A influenciadora Jaqueline Pinheiro, sob o nome Jaque Conserta, combina ativismo feminista com empreendedorismo social, viajando pelo Brasil para ensinar mulheres e pessoas não binárias a realizar consertos domésticos, tarefas tradicionalmente delegadas aos homens. As oficinas visam dar autonomia e empoderamento, livrando-as de situações onde seriam subestimadas.
A repercussão das aulas é amplamente divulgada em seu perfil no Instagram, onde ela soma mais de 111 mil seguidores. Jaque publica vídeos que satirizam comportamentos machistas, criando o neologismo "machulência" para descrever essas atitudes. Segundo ela, "duas coisas rompem bolhas nas redes sociais: o ódio e o humor. Eu não trabalho com ódio".
Formada em cinema pela Universidade Estadual do Norte Fluminense Darcy Ribeiro (Uenf), Jaque cresceu em meio a ferramentas, passando férias na loja de materiais de construção da avó. Sua iniciativa de unir militância e renda surgiu há cerca de dez anos, visando promover a autonomia feminina e romper a divisão sexual do trabalho, que, segundo ela, "não desapareceu, apenas se disfarçou".
"Desde cedo, meninos ganham ferramentas, enquanto meninas recebem panelinhas", assinala Jaqueline.
Jaque enfatiza a necessidade de ensinar habilidades técnicas às mulheres, rompendo a crença estrutural de que reparos não são “coisa de mulher”. A ausência desse ensino cria a falsa crença de dependência feminina em relação a homens para soluções técnicas.
As oficinas revelam depoimentos de mulheres que enfrentaram abusos ao contratar serviços prestados por homens. Jaque indica que a dependência técnica pode levar a situações de violência e manipulação, destacando que a aquisição de tais habilidades é uma forma de resistência ao patriarcado.
"Quando uma mulher aprende a lidar com ferramentas, está rompendo com um dispositivo social de dependência", afirma.
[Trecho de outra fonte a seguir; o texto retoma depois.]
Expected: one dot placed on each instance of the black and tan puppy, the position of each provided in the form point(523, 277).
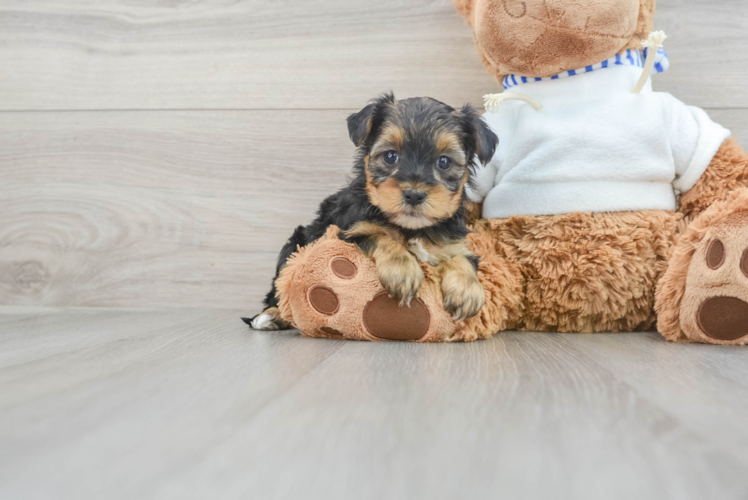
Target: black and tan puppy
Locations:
point(406, 200)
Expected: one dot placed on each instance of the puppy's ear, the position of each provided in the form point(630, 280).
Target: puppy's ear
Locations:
point(485, 140)
point(362, 124)
point(359, 124)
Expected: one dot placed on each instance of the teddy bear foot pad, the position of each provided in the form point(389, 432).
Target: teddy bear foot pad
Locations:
point(715, 305)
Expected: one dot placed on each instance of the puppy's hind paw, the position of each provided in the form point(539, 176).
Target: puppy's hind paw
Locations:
point(463, 294)
point(268, 320)
point(401, 277)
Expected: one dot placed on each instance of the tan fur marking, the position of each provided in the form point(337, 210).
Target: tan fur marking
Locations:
point(399, 271)
point(442, 203)
point(463, 293)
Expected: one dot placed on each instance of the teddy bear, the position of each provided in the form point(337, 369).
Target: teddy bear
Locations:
point(607, 207)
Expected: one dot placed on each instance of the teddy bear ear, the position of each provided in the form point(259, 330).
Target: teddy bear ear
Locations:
point(643, 24)
point(465, 8)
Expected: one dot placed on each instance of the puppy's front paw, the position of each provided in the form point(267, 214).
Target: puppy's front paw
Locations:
point(401, 276)
point(463, 293)
point(267, 320)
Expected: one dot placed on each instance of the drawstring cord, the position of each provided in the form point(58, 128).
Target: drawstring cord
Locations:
point(653, 42)
point(493, 102)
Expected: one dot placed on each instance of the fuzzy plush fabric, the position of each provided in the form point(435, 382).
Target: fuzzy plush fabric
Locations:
point(727, 172)
point(330, 289)
point(693, 276)
point(543, 38)
point(587, 272)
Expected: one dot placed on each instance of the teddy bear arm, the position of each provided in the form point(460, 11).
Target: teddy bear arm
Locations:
point(727, 172)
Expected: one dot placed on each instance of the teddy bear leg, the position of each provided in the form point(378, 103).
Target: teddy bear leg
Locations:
point(330, 289)
point(504, 289)
point(703, 296)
Os relatos destacam profissionais que intimidam e cobram excessivamente, aproveitando-se da ausência de conhecimento técnico das clientes. Jaque vê isso como reflexo de uma estrutura social misógina amplamente disseminada.
Jaque também reflete sobre como a educação dos meninos precisa variar para que eles abracem responsabilidades de cuidado. Critica que apenas meninas ganhem bonecas, enquanto meninos são condicionados a evitar tarefas de cuidado e a ocupar posições de poder.
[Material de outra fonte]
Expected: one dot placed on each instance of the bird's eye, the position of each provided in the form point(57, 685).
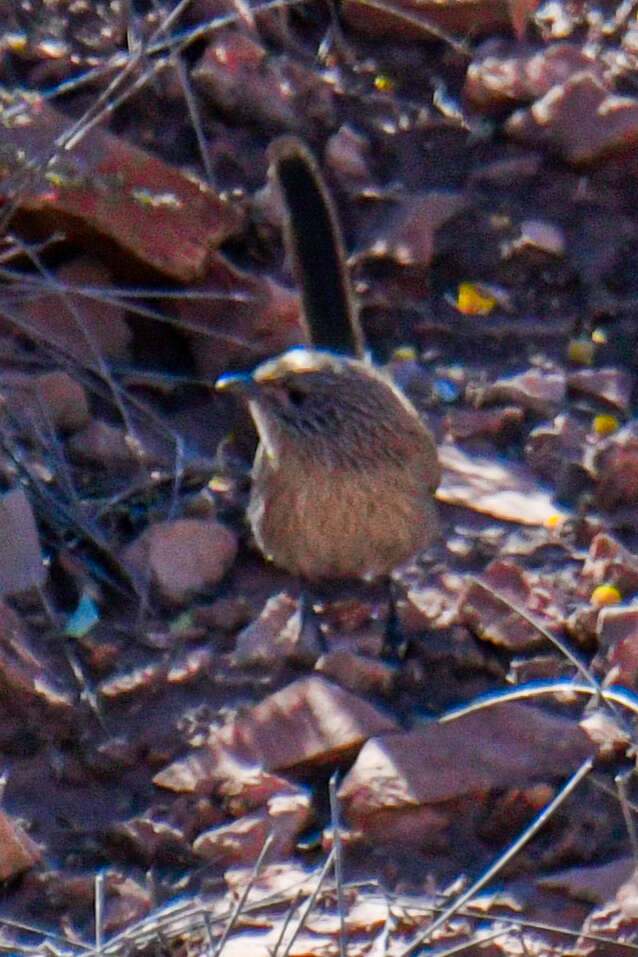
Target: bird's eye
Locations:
point(296, 396)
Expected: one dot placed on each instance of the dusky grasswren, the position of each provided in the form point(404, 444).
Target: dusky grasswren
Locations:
point(344, 475)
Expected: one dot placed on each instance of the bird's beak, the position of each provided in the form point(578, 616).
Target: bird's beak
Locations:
point(237, 383)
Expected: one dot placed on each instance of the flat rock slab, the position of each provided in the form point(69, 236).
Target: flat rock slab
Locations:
point(498, 748)
point(107, 187)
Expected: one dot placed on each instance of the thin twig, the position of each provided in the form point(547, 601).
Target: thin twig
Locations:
point(232, 920)
point(338, 848)
point(310, 902)
point(503, 859)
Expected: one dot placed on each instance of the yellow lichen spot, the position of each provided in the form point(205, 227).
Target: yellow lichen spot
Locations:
point(220, 483)
point(384, 83)
point(473, 301)
point(581, 351)
point(16, 42)
point(156, 200)
point(554, 521)
point(604, 424)
point(405, 354)
point(605, 595)
point(55, 178)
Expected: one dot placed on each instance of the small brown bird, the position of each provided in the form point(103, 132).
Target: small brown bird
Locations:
point(344, 475)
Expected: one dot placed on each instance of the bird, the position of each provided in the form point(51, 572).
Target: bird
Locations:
point(345, 471)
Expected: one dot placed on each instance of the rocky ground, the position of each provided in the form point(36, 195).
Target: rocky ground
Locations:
point(199, 754)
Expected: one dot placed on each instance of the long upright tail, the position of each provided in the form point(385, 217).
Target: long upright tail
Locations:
point(315, 244)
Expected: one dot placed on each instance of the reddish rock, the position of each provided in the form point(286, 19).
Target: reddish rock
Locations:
point(246, 318)
point(346, 157)
point(226, 614)
point(618, 640)
point(490, 619)
point(504, 490)
point(580, 119)
point(359, 673)
point(21, 562)
point(536, 236)
point(499, 748)
point(106, 187)
point(126, 902)
point(496, 81)
point(311, 721)
point(18, 853)
point(617, 466)
point(609, 563)
point(499, 423)
point(183, 557)
point(539, 392)
point(613, 386)
point(408, 236)
point(593, 884)
point(63, 400)
point(503, 172)
point(82, 325)
point(239, 76)
point(24, 676)
point(150, 841)
point(240, 842)
point(282, 632)
point(551, 450)
point(419, 19)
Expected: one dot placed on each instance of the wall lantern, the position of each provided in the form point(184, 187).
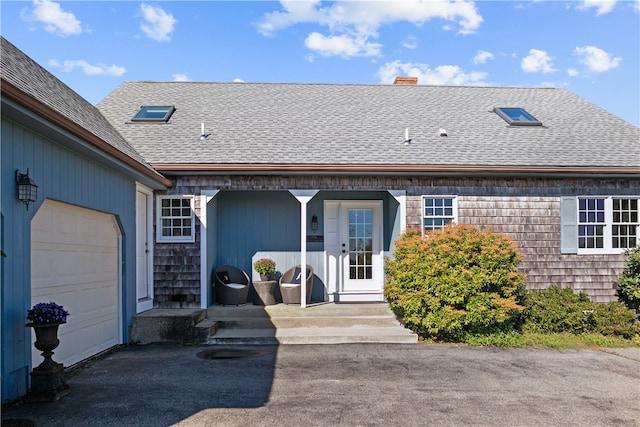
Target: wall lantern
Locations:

"Nossa cultura ensina que homens frustrados podem ser agressivos", observa, mencionando a importância de ensinar meninos a reconhecer e abdicar de posições de poder.
Sobre representação política, ela clama por maior participação feminina na política, destacando que, apesar de as mulheres serem a maioria do eleitorado, a representatividade ainda é mínima, com apenas 91 mulheres entre 513 deputados na Câmara Federal. Segundo Jaque, é essencial incentivar a formação de lideranças femininas para efetuar mudanças concretas.